Cut the butter into ½-inch chunks and let chill in the freezer for 10 minutes to get extra cold.
Pour the water into a cup and fill it with ice cubes. Set aside.
Add the flour, sugar, and salt in the bowl of an electric stand mixer fitted with the paddle attachment and mix on low speed to combine.
Turn off the mixer and add the chilled butter to the flour mixture. Mix on low speed for 30 seconds - 1 minute until the butter resembles the size of walnut halves.
Gradually pour in ¼ cup of the ice cold water (without the ice cubes). Mix for another 30 seconds - 1 minute just until the dough starts to barely come together (you don’t want to overmix it into a ball like cookie dough). The dough should be very shaggy and you should still be able to see big chunks of butter. If you need more water, then add one tablespoon at a time.
Transfer the dough to a lightly floured surface and shape into a disc. Wrap in plastic wrap and refrigerate for at least 1 hour or overnight. To make ahead, wrap the dough in extra plastic wrap and freeze it. Then defrost in the fridge overnight one day before you are ready to use it.
Blind bake the pie dough
Roll out the dough into an 11-inch circle on a lightly floured work surface. Transfer it to a 9” pie dish. Trim the edges with kitchen scissors, leaving a ½ inch overhang around the edges. Tuck the overhang under the edge and crimp.
Dock the bottom and sides of the pie shell with a fork to prevent the dough from puffing up with steam while it bakes. Let chill for 30 minutes in the refrigerator or freezer if you are using a metal pie plate (Note: Do NOT freeze if using a glass pie dish to ensure the change in temperature from the freezer to oven does not crack it).
While the dough chills, preheat the oven to 425°F.
Crumple up a piece of parchment paper that is big enough to line the entire pie shell. Place it in the pie shell and fill the pie shell with dried rice or beans. This will act as pie weights.

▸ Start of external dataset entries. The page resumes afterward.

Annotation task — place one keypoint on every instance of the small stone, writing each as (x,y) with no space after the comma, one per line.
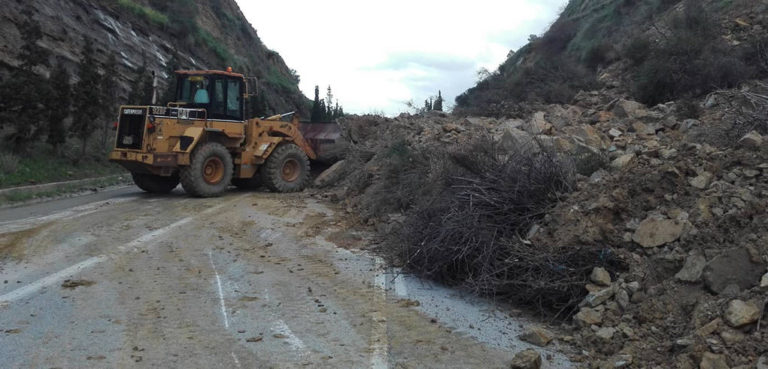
(597,298)
(633,287)
(450,127)
(712,361)
(600,276)
(751,173)
(702,181)
(622,361)
(528,359)
(709,328)
(605,333)
(654,232)
(622,298)
(537,336)
(667,154)
(587,317)
(762,362)
(622,161)
(732,337)
(764,281)
(693,268)
(752,140)
(740,313)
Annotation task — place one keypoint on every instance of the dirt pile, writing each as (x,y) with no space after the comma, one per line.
(671,211)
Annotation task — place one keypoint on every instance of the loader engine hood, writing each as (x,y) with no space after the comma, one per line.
(131,126)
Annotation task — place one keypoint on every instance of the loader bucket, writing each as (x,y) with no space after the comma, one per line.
(323,138)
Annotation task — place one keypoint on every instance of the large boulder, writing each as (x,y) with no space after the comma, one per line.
(733,267)
(693,268)
(654,232)
(515,139)
(331,175)
(629,109)
(713,361)
(740,313)
(539,124)
(587,134)
(752,140)
(537,336)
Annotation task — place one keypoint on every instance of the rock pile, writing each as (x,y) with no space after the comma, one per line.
(683,207)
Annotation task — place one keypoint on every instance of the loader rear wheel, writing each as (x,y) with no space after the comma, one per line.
(286,170)
(209,172)
(155,184)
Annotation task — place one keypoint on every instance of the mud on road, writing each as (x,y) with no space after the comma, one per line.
(249,280)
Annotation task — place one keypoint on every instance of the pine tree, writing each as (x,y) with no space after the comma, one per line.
(141,86)
(20,95)
(317,111)
(169,94)
(58,105)
(438,105)
(109,103)
(87,98)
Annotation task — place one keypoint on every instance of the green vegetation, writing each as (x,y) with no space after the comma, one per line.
(690,61)
(15,197)
(217,47)
(142,11)
(47,167)
(279,80)
(324,110)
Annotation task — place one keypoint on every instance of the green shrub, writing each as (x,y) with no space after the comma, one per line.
(637,50)
(147,13)
(693,60)
(9,163)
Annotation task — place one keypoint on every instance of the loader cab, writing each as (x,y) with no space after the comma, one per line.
(219,93)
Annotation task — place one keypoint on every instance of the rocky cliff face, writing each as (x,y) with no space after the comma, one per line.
(203,34)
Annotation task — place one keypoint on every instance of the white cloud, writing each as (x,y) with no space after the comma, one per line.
(377,55)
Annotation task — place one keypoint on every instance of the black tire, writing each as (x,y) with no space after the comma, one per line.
(209,172)
(277,175)
(247,183)
(155,184)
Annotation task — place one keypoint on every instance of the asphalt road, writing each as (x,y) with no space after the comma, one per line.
(124,279)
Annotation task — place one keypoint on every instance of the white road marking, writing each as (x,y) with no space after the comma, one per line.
(296,343)
(236,360)
(379,340)
(79,267)
(51,279)
(400,288)
(221,293)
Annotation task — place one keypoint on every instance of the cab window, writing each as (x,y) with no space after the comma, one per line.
(233,99)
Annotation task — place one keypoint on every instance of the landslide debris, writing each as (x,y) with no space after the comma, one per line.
(644,231)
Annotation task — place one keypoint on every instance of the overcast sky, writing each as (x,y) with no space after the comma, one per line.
(376,55)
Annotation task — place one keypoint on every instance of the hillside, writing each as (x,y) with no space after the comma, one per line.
(653,51)
(205,34)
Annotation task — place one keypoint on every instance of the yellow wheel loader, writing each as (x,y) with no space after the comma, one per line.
(203,141)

Bake for 15-20 minutes until golden brown. Carefully remove parchment paper along with the rice or beans. Beat the egg and 1 tablespoon of water together to make an egg wash. Brush the entire pie shell with egg wash. Bake for another 5-10 minutes until golden brown and completely cooked. Let cool on a wire rack.
For the chocolate pudding
Transfer the chopped chocolate or chocolate chips to a heat-safe bowl. Set aside.

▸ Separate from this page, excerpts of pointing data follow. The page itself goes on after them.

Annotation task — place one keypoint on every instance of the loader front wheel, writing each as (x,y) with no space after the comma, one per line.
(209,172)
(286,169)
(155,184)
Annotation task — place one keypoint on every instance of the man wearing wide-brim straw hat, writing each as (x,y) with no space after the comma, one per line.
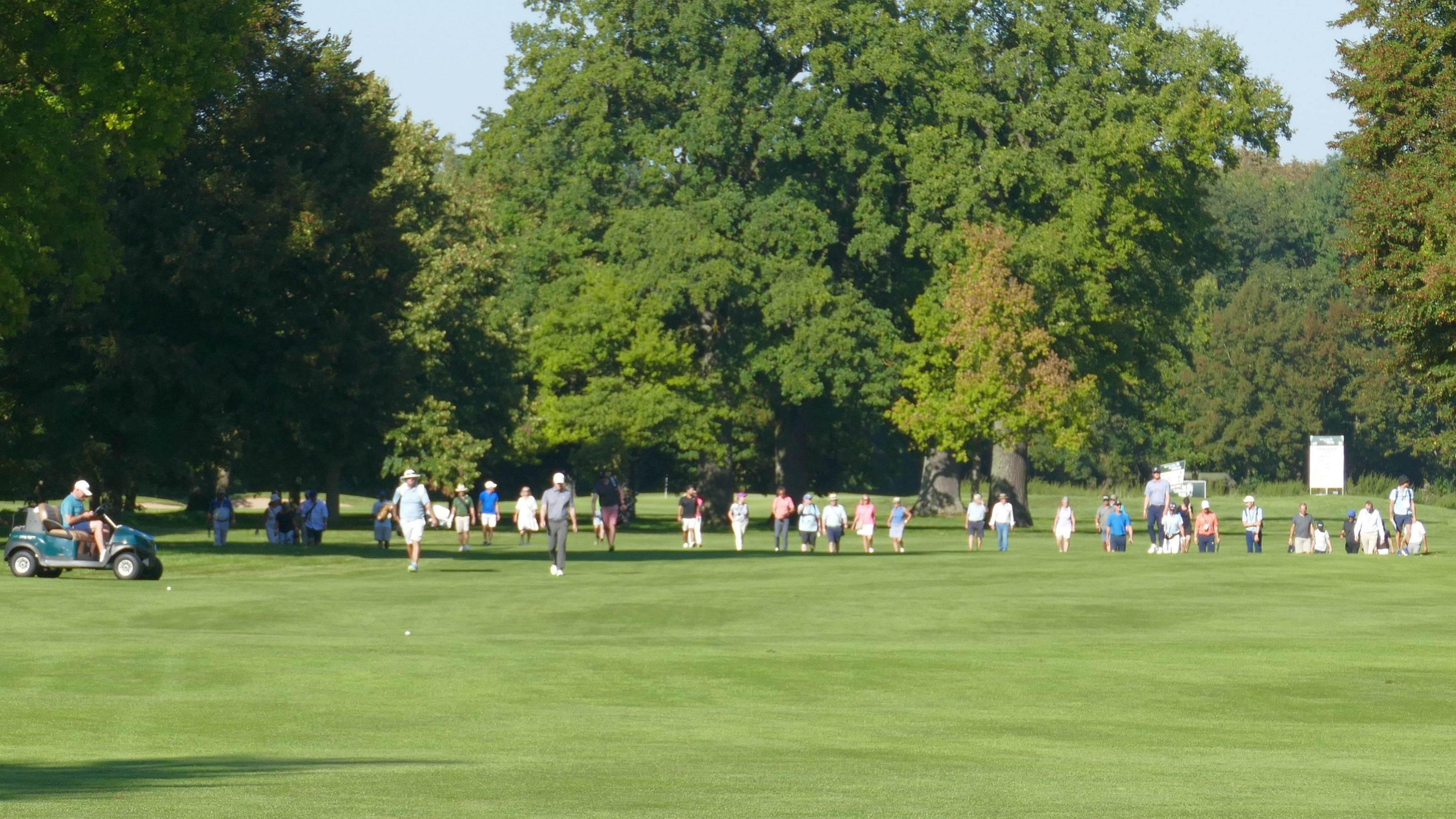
(462,512)
(411,512)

Fill a saucepan with about 2 inches of water and heat on medium-low until it just begins to simmer. Place the bowl of chopped chocolate over the hot pot of water (you do not want the bottom of the bowl to be touching the water) and then turn off the heat to gently heat it. Stir until melted and set aside.
In a small bowl, whisk together sugar, cornstarch, and cocoa powder until combined. Set aside.
In a saucepan, add the heavy cream, milk, and salt and place on medium heat. Once the milk just barely starts to bubble and simmer, remove from heat. Whisk in the sugar, cornstarch, and cocoa powder mixture. Return to heat and bring to a boil over medium heat, whisking constantly. Once boiling, cook for 2-3 minutes until thickened and the cornstarch has cooked.
Remove from heat and whisk in the melted chocolate and vanilla extract and whisk until smooth.
Pour the chocolate pudding into the cooled and baked pie shell and spread and smooth it out with an offset spatula. Cover with wax paper or plastic wrap to prevent a skin from forming, ensuring the wax paper or plastic wrap is completely smooth because it will show any creases once cooled and congealed. Refrigerate for 3-4 hours until cold and set.
For the whipped cream topping
Right before serving, whisk the heavy whipping cream using a hand mixer or an electric stand mixer with the whisk attachment (you’re welcome to use a whisk if you’re looking for a workout!). Whisk on medium-high speed just until it holds soft peaks or until its reached your desired consistency, about 3-4 minutes.
Spoon the whipped cream on top of the chilled pie and sprinkle with chocolate shavings (I use a vegetable peeler to make my chocolate shavings). Serve immediately. Enjoy!
Notes
Whipped cream is best served immediately as it is not very stable. If you do make it ahead, whip the heavy cream just until it has reached soft peaks. Cover it tightly and store it in the refrigerator to keep it cold. Then, right before serving, re-whip it for a few seconds to revive it a bit.